Decision Network (Influence Diagram) Analyses in HydeNet

2020-07-06

Decision networks are Bayesian networks where a subset of nodes represents decisions that may be chosen by an actor (or actors) and another subset of nodes represents utilities associated with certain outcomes. These networks are commonly referred to in the literature as influence diagrams.

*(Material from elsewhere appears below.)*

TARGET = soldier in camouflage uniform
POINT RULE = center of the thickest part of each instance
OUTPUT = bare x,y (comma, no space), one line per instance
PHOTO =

Example Decison Network: Blackjack

In the ensuing discussion, we will use the casino game blackjack as our primary example of an influence diagram model. In blackjack, two cards are dealt to both the player and the dealer. Points are assigned to each card as follows:

Card Points
2 through 9 Face Value
Ten, Jack, Queen or King 10 Points
Ace 1 or 11 points (player choice)

For the dealer, one card (called the upcard) is dealt face up and the other is dealt face down. Thus, the player has only information on the upcard to guide decision-making. In the most basic form of the game (i.e., ignoring double-down, insurance and split decisions), the player is faced with the decision to hit or stand. If the player chooses to hit, they are dealt another card and the points on that card are added to the player’s previous total points. If the total points adds to an amount greater than 21, the player busts (i.e., loses their money). Otherwise, the player is given another decision to hit or stand. This process continues until the player is either happy with their point total or they bust. Once the player is all done taking cards (again, assuming they haven’t busted), the dealer deals itself cards until its total is greater than or equal to 17 or it has busted.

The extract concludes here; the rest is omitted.